Recall: This is the proportion of real security incidents we can catch. We want to prevent every security incident possible. So we need our system to have a high recall.
Precision: This is the proportion of real security events among all the alerts we create. We need the precision to be high as well. A low precision means that we would raise a lot of false alerts. This is undesirable.
We’ve achieved a good baseline precision for our computer vision system and the main focus for this blogpost is to explain our recall capabilities and compare it to a scenario where an operator is monitoring the space. Below, I will take you through the simple math that explains how Ambient.ai achieves near human level performance at scale in the domain of physical security.
AI can surpass humans in task-specific problems
Consider a security operator monitoring a single camera. Let us assume that this operator has 100% recall. i.e. they catch every single security event that happens on that camera. Additionally, consider that our AI system has 85% recall. i.e. our system can catch 85% of all security events that happen. This is a conservative value, but this number works for our analysis.
For the sake of simplicity, assume that a human operator can monitor 20 cameras at the same time. As we add more cameras to the monitoring load of the human operator, their recall reduces due to a combination of reasons, with fatigue being the primary cause. Even if we assume a 3 minute downtime for every 1 hour, this reduces the recall of human operator monitoring to 95%. Again, this is a very conservative estimate.
Now, consider a site that has hundreds of cameras. A single security operator can only look at 20 cameras at once without compromising on recall. This is a physical and biological limitation of the operator. A common method operators use to monitor all 100 cameras is with Time Division Multiplexing. i.e. by periodically switching between video walls with 20 cameras in each video wall. This effectively cuts the recall of the operator to 19%. So about 81% of the video security footage is not monitored at any given point in time. But the AI system we have built still maintains a recall of 85% because it can constantly monitor all cameras at scale.
We know that every security incident can have multiple events that can be caught to avert the incident. Consider, for example, the theft of a data asset like a laptop. The perpetrator might first breach the perimeter, loiter around for a while, try to force-open a door, and then carry the asset and exit. Both the human operator and the AI have about 3 – 4 chances to catch this incident during any of these events. But at least one event needs to be caught in order to prevent the security incident. This is where our large and growing list of threat signatures become very valuable. Our comprehensive set of signatures already model most of the common events leading up to an incident, and additional signatures are being added to extend it even further. With a baseline recall of 19% on a single event, a human operator can catch at least one among three events 48% of the time. Whereas, with a baseline recall of 85% on a single event, our AI system can catch at least one among three events 99.6% of the time. Even if we give a human operator 10 chances to catch the incident, the recall would be 88%. This is still way lower compared to the 99.6% recall with our system.

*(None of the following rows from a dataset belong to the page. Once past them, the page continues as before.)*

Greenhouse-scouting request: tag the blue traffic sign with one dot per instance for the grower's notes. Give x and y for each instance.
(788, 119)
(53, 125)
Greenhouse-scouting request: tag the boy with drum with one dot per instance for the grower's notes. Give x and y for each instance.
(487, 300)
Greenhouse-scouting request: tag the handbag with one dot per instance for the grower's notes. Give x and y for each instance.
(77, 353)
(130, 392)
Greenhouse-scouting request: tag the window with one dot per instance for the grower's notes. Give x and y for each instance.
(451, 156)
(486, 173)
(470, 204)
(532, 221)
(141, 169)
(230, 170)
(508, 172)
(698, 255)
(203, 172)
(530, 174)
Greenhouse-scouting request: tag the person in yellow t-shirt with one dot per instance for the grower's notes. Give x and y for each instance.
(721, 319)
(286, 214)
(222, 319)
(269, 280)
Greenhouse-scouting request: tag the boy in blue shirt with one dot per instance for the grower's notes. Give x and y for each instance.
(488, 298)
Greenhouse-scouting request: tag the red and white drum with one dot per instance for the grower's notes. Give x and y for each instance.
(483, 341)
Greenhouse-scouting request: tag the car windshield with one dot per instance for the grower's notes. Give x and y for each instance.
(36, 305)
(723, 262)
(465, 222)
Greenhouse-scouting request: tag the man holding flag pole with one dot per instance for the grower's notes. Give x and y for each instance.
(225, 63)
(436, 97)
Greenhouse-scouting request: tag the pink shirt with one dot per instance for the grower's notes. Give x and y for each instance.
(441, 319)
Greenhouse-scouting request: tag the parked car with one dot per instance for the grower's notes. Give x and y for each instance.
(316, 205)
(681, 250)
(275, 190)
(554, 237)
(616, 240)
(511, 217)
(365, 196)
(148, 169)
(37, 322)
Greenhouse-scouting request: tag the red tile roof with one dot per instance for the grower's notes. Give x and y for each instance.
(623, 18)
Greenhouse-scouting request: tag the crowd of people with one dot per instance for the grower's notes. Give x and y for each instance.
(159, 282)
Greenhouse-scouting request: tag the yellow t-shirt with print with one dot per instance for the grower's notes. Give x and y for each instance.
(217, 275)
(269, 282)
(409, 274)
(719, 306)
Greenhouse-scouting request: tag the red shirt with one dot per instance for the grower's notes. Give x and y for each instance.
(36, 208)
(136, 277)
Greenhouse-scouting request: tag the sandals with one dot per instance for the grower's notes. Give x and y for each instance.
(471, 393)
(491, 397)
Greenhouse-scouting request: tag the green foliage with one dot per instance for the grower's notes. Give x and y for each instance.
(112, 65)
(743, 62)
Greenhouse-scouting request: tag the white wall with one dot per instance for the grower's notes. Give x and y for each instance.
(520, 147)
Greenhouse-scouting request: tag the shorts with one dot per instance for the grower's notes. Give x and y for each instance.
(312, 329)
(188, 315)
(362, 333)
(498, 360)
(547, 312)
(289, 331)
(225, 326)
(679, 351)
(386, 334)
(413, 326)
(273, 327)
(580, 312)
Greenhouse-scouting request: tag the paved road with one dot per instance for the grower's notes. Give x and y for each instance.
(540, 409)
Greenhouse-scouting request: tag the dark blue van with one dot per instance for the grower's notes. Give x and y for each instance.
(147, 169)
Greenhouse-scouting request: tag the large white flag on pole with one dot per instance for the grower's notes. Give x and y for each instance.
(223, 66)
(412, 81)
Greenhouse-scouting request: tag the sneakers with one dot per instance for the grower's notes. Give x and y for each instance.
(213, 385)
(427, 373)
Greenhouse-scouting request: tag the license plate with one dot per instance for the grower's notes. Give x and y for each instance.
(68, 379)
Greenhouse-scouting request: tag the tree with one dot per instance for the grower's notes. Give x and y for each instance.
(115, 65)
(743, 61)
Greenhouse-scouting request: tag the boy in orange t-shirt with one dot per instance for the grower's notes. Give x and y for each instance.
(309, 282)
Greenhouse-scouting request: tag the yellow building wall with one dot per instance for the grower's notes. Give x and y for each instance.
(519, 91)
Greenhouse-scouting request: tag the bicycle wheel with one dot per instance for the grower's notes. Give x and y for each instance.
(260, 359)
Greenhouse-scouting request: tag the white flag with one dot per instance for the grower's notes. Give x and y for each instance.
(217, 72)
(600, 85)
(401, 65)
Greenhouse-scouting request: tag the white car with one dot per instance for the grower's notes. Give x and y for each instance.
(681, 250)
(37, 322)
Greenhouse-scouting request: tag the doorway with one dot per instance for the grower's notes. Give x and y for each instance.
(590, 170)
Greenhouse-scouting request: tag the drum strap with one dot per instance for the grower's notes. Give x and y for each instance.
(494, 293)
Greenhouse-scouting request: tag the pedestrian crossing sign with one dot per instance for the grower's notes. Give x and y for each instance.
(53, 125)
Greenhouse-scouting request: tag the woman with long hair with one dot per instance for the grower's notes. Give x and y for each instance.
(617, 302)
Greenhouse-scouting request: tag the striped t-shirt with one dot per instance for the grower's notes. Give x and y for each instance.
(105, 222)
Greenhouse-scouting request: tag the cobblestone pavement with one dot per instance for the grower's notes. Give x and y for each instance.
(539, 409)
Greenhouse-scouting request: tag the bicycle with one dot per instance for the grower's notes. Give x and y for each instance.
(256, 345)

On a system level, we have achieved near human-level visual perception for the task of physical security monitoring. Whereas human performance is largely limited by physical and biological factors, our AI system is constantly evolving as we continue adding new threat signatures to our already large repository. Any additional performance improvements we make are instantly available to everyone using the system and builds towards our exciting vision of preventing every security incident possible.